The publishing world has changed significantly since the days when I was first writing. Back then (and at the risk of aging myself, we’re talking about the first half of the 1990’s, LOL) there was one path to having your work available to readers: traditional publishers. They were the gatekeepers, the “golden ticket” to a tangible, beautiful book on a shelf, distribution, and ultimately, readers.
The publisher handled things like galleys, and securing reviews from reputable reviewers who would then print those reviews in publications or later, online, to entice (provided the review was good), readers to give the story a try.
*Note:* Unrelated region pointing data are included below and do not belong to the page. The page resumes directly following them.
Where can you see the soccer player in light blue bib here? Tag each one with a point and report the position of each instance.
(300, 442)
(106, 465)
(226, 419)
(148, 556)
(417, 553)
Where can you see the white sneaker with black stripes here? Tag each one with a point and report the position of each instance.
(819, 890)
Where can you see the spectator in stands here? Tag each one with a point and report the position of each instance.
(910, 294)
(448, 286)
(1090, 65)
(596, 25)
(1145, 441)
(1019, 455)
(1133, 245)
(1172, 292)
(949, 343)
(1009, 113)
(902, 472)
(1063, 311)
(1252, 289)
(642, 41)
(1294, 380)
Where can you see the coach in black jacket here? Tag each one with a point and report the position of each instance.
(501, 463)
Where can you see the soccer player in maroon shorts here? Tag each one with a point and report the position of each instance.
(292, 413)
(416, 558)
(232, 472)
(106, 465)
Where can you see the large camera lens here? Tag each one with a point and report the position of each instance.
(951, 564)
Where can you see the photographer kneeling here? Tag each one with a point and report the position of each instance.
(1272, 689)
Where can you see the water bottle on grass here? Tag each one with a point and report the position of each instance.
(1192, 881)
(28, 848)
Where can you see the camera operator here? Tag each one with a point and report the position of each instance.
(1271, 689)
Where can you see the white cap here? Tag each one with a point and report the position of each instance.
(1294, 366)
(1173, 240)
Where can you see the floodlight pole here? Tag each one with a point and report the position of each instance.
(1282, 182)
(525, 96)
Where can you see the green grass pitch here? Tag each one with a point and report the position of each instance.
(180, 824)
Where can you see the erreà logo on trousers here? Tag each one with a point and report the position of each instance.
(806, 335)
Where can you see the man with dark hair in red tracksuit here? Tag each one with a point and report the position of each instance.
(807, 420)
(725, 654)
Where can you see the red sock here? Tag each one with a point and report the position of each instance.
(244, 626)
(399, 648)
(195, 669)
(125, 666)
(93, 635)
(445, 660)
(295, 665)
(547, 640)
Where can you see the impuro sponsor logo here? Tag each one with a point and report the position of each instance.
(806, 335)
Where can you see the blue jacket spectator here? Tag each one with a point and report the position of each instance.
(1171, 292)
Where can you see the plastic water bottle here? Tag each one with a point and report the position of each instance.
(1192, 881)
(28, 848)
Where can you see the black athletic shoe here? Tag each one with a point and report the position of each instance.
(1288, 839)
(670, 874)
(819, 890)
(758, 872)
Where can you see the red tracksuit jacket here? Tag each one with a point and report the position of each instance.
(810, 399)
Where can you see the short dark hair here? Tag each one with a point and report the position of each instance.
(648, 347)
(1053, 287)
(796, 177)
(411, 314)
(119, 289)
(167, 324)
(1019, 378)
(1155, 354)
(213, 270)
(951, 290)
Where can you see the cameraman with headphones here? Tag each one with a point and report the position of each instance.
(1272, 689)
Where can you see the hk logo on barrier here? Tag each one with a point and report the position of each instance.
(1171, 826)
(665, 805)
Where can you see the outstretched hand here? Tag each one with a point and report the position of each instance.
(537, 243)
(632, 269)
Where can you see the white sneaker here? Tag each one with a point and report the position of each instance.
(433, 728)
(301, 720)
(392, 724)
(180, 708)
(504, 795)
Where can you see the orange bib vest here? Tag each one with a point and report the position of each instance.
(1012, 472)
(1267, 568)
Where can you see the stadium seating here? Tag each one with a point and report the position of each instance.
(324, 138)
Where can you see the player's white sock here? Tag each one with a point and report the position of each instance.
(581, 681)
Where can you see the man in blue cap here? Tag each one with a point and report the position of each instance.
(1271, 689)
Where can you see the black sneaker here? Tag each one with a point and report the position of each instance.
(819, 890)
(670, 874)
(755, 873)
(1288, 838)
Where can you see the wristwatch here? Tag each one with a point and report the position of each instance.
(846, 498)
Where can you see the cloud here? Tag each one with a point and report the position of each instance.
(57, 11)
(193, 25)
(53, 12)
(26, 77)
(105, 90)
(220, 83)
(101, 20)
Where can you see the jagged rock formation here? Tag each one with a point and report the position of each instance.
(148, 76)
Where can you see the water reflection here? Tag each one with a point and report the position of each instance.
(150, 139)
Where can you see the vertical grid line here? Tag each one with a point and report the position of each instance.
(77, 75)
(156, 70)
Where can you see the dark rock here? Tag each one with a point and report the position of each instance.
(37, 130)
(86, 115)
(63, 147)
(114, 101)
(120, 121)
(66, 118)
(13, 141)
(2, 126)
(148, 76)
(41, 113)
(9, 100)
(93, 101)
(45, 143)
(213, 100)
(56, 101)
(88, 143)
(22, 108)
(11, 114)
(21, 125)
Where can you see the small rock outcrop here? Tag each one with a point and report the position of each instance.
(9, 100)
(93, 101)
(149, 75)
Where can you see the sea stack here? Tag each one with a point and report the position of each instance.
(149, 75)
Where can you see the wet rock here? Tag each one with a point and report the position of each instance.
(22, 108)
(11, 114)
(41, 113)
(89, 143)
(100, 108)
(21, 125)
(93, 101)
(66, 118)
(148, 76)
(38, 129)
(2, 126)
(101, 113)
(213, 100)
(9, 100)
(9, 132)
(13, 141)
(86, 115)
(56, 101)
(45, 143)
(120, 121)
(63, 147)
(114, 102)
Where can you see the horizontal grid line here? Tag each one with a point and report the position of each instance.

I’ve had my share of great (and a few not so great) reviews. Several of my books won or placed as a finalist for national awards like Reviewer’s International Organization or the Romance Writer’s of America RITA Award (Secret Vows), or major publications like RT Book Reviews (For “Best Medieval-Set Historical” and/or “Best Historical K.I.S.S. Hero”:The Crimson Lady, The Sweetest Sin, Beyond Temptation, Sinful Pleasures). My last published novel, The Templar’s Seduction, was favorably reviewed by some major publications like Publisher’s Weekly.
But the game of reviews has changed entirely, now that I’m moving forward on my own. I’m technically still a hybrid author (the phrase coined by Bob Mayer back in 2011), in that several of my books are still being published by HarperCollins; however, with the shift into a new genre and after a seven year hiatus wherein I didn’t put out any new books, the landscape has changed.
But of course being one of literally thousands of self-publishing authors in today’s book and reading landscape changes things. I liken it to several thousand people standing in a field, waving flags and calling out, “Look at Me!” “Pick me!”
That’s what reviewers (and ultimately readers) have to choose from.
How can they tell what books are well-written, well-researched, professionally edited and copy-edited, with care and professionalism?
And therein lies the problem.
In today’s publishing landscape, it’s exciting and open and anyone with a great idea can write their book and put it out there. The gatekeepers are gone. But it leaves an abundance of material from which reviewers and readers must choose, and the ringing question becomes, how to on one’s own accomplish what the gatekeeper’s used to do: secure at least a read from reputable reviewers. Of course there is no guarantee the work will get a positive review…but one will never know if one’s book never even makes it onto a reviewer’s desk.
So, what do you think? For readers (who may or may not also be writers), how important are reviews for noticing a book you might want to read? Do you have other tried-and-tried methods of finding books to try?
For writers, how do you handle the business of reviews? Do you actively seek them out, or just wait until after your book comes out for your everyday reader reviews to come in on amazon and the like?